A protein complex similar to the initial complex of Ric-8A with GαGDP may also be formed between Ric-8A and GαGDP bound to GoLoco/GPR-motif proteins^[28] such as mPINS/LGN and AGS3. GoLoco/GPR proteins and Ric8A both play important roles in Gα-regulated positioning of mitotic spindle during cell division, but the interplay between these proteins in this process is poorly understood.^[66–68] Ric-8A has been shown to catalyze nucleotide exchange on Gα bound to AGS3 by forming a transient ternary complex Ric-8A•GaGDP•AGS3.^[69] Such a ternary complex is possible since the GoLoco/GPR binding site of Gα^{[30, 70]} is unperturbed in the initial complex (Fig. 3).

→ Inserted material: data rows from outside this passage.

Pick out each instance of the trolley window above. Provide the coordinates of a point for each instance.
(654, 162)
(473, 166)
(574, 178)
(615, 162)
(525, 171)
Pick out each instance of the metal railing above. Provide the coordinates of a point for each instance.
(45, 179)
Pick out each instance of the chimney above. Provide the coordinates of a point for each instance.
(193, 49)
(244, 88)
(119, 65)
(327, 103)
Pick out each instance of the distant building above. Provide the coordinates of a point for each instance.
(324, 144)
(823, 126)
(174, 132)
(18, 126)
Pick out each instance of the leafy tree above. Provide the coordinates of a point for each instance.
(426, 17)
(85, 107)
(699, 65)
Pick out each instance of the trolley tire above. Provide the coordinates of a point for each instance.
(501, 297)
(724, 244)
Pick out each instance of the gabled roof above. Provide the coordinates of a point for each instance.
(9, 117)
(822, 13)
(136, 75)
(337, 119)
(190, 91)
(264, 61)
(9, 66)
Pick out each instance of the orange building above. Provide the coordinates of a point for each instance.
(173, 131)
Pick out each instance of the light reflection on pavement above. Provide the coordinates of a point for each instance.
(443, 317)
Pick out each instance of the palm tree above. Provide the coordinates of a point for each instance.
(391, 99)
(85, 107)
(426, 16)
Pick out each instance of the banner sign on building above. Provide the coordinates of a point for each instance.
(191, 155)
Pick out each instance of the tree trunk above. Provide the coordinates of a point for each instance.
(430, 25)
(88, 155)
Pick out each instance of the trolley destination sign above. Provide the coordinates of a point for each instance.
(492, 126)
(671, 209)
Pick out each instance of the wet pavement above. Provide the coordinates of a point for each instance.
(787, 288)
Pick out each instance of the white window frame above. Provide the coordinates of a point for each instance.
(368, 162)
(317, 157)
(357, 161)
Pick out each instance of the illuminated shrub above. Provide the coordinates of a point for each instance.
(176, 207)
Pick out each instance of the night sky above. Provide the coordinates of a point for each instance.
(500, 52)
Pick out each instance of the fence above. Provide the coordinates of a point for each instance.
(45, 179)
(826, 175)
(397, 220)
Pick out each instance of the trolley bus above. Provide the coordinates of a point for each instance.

Nearly all of the Ric-8 residues that interact with the Gα α5-helix are strongly conserved across the Ric-8A and Ric-8B isoforms suggesting that the Gα α5-helix residues rather than Ric-8 residues encode the selectivity of the protein coupling. Indeed, residues at two positions, corresponding to I340 and N343 of Gα_t, were shown to be important for the interaction selectivity.^[60]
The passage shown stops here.